I am tired, and I feel like I should just give up and go back to bed where I feel warm, cozy and away from my 99 problems.
I am aware that this is a far cry away from the joyful and exciting blog posts before, and I do stand by what I said then, but today is a day where I am just contemplating whether my decisions have been the right ones for myself.
I started university with the most amazing units, but five weeks down the track, I have found myself disengaged with them. I feel like I want to throw them away in the trash and start afresh.
I though that this is what I wanted for myself. I thought that taking these subjects made me feel inspired and ready to ‘ball up on em’, but no…

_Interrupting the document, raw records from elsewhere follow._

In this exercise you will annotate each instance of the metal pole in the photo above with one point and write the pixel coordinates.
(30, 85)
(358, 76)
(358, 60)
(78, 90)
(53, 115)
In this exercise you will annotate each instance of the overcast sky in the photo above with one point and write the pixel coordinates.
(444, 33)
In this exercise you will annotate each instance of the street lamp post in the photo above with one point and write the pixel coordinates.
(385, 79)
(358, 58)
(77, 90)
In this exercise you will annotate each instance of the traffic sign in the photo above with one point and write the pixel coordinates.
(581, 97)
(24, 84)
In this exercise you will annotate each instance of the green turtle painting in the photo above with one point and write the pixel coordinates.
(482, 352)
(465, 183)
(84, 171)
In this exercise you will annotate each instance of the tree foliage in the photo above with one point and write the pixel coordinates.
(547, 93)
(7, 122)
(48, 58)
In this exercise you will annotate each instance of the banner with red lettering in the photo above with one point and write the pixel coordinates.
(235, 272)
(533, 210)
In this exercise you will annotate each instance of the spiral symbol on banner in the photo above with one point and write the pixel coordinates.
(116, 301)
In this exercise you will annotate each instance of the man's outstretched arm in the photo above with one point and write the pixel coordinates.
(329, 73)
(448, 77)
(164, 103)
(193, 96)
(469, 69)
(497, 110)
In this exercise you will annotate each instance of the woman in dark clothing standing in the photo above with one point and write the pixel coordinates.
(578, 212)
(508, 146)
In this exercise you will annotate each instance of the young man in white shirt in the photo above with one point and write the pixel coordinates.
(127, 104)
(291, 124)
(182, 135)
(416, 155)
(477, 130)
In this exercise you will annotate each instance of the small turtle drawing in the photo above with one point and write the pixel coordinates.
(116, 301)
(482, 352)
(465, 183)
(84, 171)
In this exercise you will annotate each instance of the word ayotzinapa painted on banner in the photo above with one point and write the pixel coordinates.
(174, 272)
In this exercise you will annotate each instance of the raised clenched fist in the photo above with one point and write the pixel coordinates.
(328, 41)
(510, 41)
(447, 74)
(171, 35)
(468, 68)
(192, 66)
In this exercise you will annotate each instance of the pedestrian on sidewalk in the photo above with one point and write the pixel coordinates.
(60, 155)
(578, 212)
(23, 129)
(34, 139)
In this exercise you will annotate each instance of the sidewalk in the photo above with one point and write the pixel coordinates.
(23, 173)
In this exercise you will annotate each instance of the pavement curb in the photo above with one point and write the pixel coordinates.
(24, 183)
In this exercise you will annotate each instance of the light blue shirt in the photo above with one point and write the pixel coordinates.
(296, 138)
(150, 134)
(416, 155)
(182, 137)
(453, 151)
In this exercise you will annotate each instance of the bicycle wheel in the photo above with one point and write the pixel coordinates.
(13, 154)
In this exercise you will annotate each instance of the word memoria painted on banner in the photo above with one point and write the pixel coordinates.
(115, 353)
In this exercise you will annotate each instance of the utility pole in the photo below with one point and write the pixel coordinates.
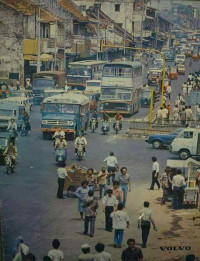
(38, 39)
(125, 28)
(98, 31)
(56, 25)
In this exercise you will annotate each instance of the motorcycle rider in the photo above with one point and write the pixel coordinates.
(12, 128)
(118, 118)
(80, 140)
(12, 151)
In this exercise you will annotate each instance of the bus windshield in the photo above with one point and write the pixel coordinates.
(79, 72)
(44, 83)
(116, 94)
(117, 71)
(61, 108)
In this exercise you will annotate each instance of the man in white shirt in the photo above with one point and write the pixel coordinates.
(112, 164)
(178, 184)
(102, 255)
(120, 222)
(62, 175)
(155, 173)
(109, 204)
(55, 254)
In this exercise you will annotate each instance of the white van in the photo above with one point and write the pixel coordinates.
(180, 59)
(187, 143)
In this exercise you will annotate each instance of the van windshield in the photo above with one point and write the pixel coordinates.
(61, 108)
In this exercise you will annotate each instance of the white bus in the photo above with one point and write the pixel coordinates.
(121, 87)
(82, 71)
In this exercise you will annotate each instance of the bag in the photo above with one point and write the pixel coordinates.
(145, 223)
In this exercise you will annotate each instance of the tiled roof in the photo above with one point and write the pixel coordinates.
(27, 7)
(73, 9)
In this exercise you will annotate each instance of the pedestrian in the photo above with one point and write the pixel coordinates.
(91, 179)
(178, 185)
(183, 117)
(132, 253)
(168, 91)
(102, 181)
(120, 222)
(159, 115)
(109, 204)
(55, 254)
(86, 256)
(21, 250)
(125, 183)
(91, 206)
(62, 175)
(117, 191)
(155, 173)
(102, 255)
(165, 183)
(112, 164)
(81, 194)
(30, 257)
(144, 221)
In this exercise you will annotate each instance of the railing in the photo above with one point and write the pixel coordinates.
(160, 127)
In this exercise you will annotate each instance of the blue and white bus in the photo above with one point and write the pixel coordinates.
(121, 87)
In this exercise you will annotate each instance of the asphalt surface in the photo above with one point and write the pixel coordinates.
(29, 204)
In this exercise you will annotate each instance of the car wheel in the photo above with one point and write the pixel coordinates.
(184, 154)
(157, 144)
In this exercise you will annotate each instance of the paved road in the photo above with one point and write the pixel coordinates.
(30, 207)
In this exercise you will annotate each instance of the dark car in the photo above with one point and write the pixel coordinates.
(163, 140)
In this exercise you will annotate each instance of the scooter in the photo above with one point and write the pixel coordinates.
(105, 128)
(80, 153)
(93, 124)
(117, 127)
(9, 164)
(60, 155)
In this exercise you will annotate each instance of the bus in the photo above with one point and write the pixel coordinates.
(121, 87)
(67, 110)
(47, 80)
(82, 71)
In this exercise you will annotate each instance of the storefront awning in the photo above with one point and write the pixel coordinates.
(43, 57)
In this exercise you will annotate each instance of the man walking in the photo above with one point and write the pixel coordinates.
(178, 183)
(120, 222)
(109, 204)
(132, 253)
(144, 221)
(62, 174)
(155, 173)
(112, 165)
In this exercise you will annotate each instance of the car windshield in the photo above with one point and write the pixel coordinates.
(61, 108)
(116, 94)
(44, 83)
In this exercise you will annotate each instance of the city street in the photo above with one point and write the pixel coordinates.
(29, 204)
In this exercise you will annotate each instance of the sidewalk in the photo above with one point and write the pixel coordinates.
(176, 229)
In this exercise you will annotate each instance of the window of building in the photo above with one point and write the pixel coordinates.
(117, 7)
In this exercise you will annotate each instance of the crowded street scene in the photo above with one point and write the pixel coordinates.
(99, 130)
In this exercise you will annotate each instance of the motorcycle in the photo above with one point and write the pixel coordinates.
(9, 164)
(80, 153)
(60, 155)
(117, 127)
(93, 124)
(25, 129)
(105, 128)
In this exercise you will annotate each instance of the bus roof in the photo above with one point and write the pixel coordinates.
(87, 62)
(70, 98)
(132, 64)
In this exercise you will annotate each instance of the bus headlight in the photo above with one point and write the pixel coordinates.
(70, 123)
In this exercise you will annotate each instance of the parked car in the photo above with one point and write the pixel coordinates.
(159, 141)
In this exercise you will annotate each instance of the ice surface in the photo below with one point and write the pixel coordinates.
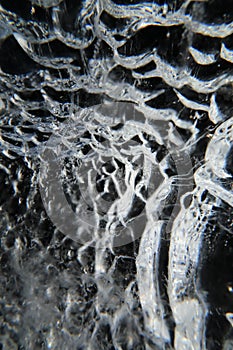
(116, 173)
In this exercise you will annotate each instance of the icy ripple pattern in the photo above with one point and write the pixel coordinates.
(167, 288)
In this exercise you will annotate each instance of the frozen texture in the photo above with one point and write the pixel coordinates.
(158, 173)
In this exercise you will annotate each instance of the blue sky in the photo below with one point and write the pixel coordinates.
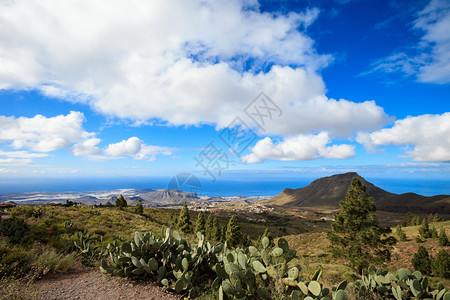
(140, 88)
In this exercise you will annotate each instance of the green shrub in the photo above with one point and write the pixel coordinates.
(443, 239)
(16, 230)
(14, 260)
(441, 265)
(421, 261)
(400, 233)
(48, 261)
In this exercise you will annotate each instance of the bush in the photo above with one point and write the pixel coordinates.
(48, 261)
(424, 230)
(441, 265)
(14, 260)
(443, 239)
(421, 261)
(400, 233)
(16, 230)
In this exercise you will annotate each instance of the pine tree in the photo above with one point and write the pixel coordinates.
(433, 232)
(223, 234)
(216, 230)
(184, 222)
(121, 202)
(430, 218)
(139, 209)
(209, 227)
(400, 233)
(200, 225)
(247, 241)
(355, 234)
(424, 229)
(421, 261)
(441, 265)
(436, 218)
(233, 234)
(443, 239)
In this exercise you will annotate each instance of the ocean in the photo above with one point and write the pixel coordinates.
(247, 187)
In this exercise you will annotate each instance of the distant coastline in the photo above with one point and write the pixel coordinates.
(225, 188)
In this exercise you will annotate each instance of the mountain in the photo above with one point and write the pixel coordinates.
(149, 197)
(326, 192)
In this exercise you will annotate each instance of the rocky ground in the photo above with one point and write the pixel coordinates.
(89, 284)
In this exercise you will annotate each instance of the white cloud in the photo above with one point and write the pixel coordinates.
(87, 147)
(428, 135)
(181, 62)
(15, 161)
(134, 147)
(431, 63)
(300, 147)
(22, 154)
(131, 147)
(42, 134)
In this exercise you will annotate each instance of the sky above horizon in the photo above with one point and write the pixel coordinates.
(224, 89)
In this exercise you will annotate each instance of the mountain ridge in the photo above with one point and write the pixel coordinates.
(327, 191)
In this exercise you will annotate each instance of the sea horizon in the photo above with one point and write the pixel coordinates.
(224, 188)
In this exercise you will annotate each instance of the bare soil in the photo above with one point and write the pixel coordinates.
(91, 284)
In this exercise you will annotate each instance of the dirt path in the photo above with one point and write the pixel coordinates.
(91, 284)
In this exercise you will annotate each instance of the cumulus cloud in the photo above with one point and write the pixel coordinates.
(426, 135)
(300, 147)
(136, 148)
(181, 62)
(42, 134)
(22, 154)
(432, 62)
(15, 161)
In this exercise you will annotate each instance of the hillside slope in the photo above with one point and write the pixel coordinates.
(326, 192)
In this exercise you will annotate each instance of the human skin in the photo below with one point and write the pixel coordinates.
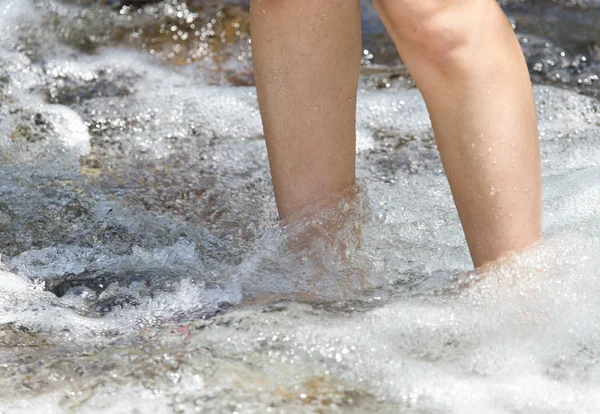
(469, 67)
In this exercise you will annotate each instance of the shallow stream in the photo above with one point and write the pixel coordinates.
(139, 238)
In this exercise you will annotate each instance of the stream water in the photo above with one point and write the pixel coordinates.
(139, 237)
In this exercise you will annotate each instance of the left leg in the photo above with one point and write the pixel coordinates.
(470, 69)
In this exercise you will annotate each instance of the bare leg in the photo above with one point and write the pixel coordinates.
(471, 71)
(306, 61)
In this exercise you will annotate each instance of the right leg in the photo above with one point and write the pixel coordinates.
(306, 57)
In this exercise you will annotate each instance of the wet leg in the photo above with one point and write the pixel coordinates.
(306, 61)
(470, 69)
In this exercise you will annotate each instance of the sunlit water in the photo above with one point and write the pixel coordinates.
(143, 269)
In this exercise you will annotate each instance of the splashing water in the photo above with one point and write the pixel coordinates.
(143, 267)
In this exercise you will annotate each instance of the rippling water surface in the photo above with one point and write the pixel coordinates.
(142, 268)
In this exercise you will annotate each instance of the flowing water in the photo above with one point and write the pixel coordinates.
(143, 269)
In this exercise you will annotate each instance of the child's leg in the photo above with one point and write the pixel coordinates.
(306, 61)
(471, 71)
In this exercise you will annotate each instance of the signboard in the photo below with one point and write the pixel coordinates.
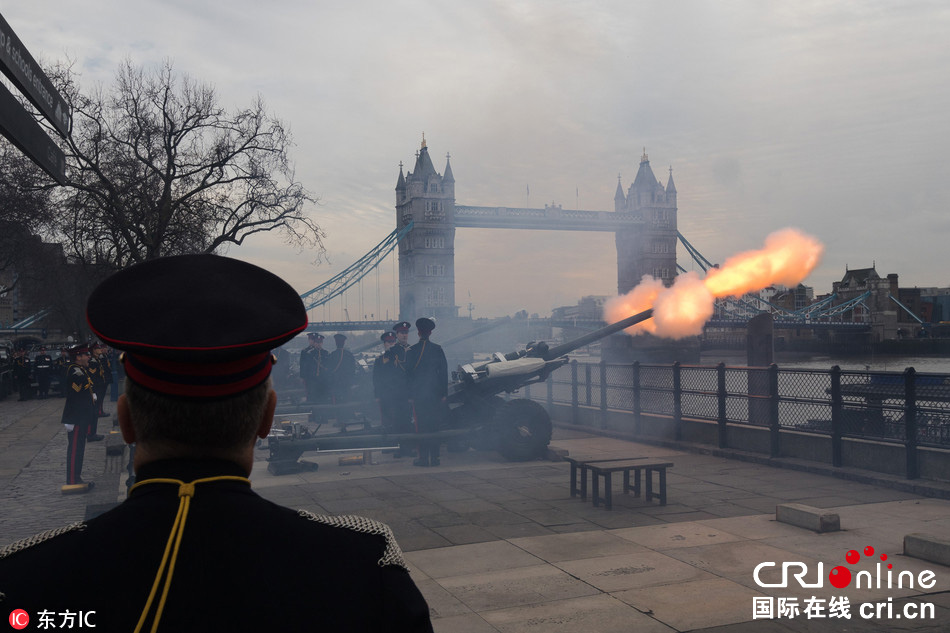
(26, 134)
(17, 64)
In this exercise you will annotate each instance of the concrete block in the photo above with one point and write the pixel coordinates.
(927, 547)
(807, 517)
(556, 454)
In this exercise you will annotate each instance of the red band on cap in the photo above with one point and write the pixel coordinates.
(198, 380)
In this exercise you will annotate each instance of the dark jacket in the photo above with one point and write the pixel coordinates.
(244, 564)
(427, 371)
(80, 408)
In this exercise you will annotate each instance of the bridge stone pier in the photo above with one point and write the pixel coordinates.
(643, 219)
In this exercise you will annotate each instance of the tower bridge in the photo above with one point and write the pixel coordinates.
(643, 221)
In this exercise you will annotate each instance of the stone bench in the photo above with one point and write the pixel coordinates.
(606, 467)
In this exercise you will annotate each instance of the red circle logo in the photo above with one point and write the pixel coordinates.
(19, 619)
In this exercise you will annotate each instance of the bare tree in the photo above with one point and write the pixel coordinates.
(156, 167)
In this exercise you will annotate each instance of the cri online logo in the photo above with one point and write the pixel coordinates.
(840, 576)
(19, 619)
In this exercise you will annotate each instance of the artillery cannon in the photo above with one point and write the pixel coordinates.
(519, 429)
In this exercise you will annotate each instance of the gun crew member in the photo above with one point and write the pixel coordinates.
(193, 547)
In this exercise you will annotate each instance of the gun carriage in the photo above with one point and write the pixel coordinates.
(519, 429)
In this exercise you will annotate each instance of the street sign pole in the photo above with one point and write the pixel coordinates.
(16, 123)
(29, 137)
(17, 64)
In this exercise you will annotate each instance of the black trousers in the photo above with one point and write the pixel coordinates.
(75, 451)
(429, 417)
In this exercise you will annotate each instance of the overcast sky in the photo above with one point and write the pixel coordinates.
(833, 117)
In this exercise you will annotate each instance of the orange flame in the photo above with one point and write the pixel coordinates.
(681, 310)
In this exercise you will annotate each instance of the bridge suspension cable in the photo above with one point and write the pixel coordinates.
(341, 282)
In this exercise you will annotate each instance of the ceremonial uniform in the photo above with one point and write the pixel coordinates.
(21, 373)
(314, 372)
(342, 367)
(43, 367)
(304, 572)
(60, 367)
(427, 375)
(193, 548)
(105, 379)
(79, 412)
(390, 387)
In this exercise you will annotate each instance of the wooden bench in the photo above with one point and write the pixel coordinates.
(581, 465)
(606, 467)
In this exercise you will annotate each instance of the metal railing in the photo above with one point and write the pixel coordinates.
(908, 408)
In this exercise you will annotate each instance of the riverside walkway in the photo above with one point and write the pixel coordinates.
(498, 546)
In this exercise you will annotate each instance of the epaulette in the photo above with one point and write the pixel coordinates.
(392, 555)
(36, 539)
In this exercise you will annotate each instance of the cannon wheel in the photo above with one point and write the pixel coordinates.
(524, 430)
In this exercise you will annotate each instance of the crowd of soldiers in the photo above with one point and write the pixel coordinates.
(410, 383)
(82, 375)
(43, 376)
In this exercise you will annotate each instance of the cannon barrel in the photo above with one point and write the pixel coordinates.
(559, 350)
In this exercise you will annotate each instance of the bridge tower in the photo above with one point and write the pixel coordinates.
(427, 253)
(648, 248)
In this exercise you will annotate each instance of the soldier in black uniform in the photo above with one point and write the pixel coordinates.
(427, 374)
(105, 374)
(391, 389)
(402, 334)
(43, 367)
(98, 387)
(60, 365)
(22, 368)
(79, 414)
(404, 420)
(313, 370)
(342, 368)
(193, 547)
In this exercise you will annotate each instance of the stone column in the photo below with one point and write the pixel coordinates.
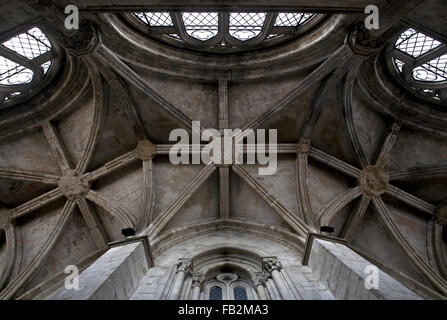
(273, 267)
(183, 268)
(259, 282)
(197, 280)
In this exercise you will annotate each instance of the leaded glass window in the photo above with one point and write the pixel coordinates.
(25, 59)
(155, 19)
(245, 26)
(223, 31)
(201, 25)
(240, 293)
(215, 293)
(421, 62)
(285, 19)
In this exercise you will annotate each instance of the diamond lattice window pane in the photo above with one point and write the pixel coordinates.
(245, 26)
(435, 70)
(12, 73)
(416, 43)
(46, 66)
(30, 44)
(399, 64)
(155, 19)
(292, 19)
(201, 25)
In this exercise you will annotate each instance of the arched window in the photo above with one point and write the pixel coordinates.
(25, 60)
(240, 293)
(421, 63)
(228, 286)
(223, 31)
(215, 293)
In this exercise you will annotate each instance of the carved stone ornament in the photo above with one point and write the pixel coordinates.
(303, 147)
(259, 279)
(197, 279)
(4, 219)
(184, 265)
(271, 263)
(374, 181)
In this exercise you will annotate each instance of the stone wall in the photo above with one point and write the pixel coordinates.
(345, 273)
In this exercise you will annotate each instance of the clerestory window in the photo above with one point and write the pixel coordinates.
(25, 60)
(228, 286)
(223, 32)
(421, 62)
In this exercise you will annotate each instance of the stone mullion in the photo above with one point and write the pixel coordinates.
(346, 89)
(224, 171)
(182, 269)
(301, 179)
(11, 251)
(146, 210)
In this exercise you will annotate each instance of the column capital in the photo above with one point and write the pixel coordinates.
(360, 41)
(440, 215)
(259, 279)
(270, 264)
(84, 41)
(303, 147)
(184, 265)
(197, 279)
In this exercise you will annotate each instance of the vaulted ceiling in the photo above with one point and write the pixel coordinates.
(87, 155)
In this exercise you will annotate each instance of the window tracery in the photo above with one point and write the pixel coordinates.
(25, 60)
(228, 286)
(421, 63)
(223, 32)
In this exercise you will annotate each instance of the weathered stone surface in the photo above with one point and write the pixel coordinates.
(73, 186)
(373, 181)
(145, 150)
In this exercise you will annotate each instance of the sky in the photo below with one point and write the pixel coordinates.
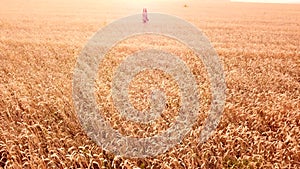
(269, 1)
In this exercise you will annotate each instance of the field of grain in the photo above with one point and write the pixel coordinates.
(259, 45)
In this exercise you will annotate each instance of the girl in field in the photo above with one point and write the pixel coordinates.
(145, 15)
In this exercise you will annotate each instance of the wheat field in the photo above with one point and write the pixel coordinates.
(258, 44)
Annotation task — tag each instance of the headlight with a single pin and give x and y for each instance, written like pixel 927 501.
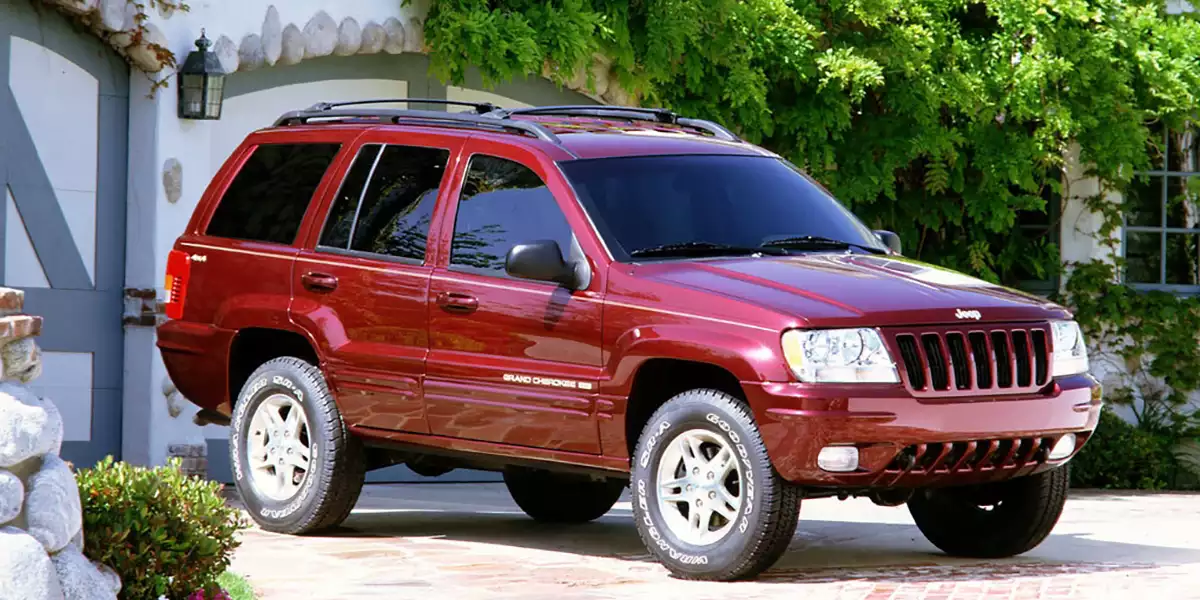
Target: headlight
pixel 839 355
pixel 1069 351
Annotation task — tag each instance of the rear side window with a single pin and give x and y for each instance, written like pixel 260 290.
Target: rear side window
pixel 387 202
pixel 503 203
pixel 269 196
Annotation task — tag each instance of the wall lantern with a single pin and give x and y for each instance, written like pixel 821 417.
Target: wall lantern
pixel 201 83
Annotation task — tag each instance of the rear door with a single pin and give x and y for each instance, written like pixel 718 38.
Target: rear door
pixel 511 361
pixel 239 252
pixel 363 279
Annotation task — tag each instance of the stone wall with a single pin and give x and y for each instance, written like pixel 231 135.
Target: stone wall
pixel 41 520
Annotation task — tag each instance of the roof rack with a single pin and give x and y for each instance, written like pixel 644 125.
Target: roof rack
pixel 330 112
pixel 633 113
pixel 490 117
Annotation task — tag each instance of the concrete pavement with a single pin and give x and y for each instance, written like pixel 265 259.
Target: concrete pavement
pixel 468 540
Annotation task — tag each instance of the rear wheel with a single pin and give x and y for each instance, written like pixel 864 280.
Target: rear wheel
pixel 993 520
pixel 707 502
pixel 562 498
pixel 295 465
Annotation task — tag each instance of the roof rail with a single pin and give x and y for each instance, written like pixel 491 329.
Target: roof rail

(we escalate… of course sometimes s**t go down when there’s a billion dollars in an elevator!)- Beyonce once again saving me with her creative lyrics.
Ok, where was I… oh yes…
I honestly feel that I have lost so much time doing things that I just don’t love, that I want a break from everything I’m doing to pursue the things that do make me happy. Sometimes I cry about it, sometimes I feel angry and push others out… I would call it being in the pursuit of happiness…. and it’s honestly uglier than you would think.
So… just another human, with emotions and thoughts… maybe some who read this can relate.. which would be nice. The vulnerability that I feel being here, writing down my most inner thoughts for everyone to see is refreshing, which is why I do it. (step right up boys and girls, come and see the workings of Olivia Nyoni’s brain!)
I’ll let you know when things get better/when I try to sort things out a little.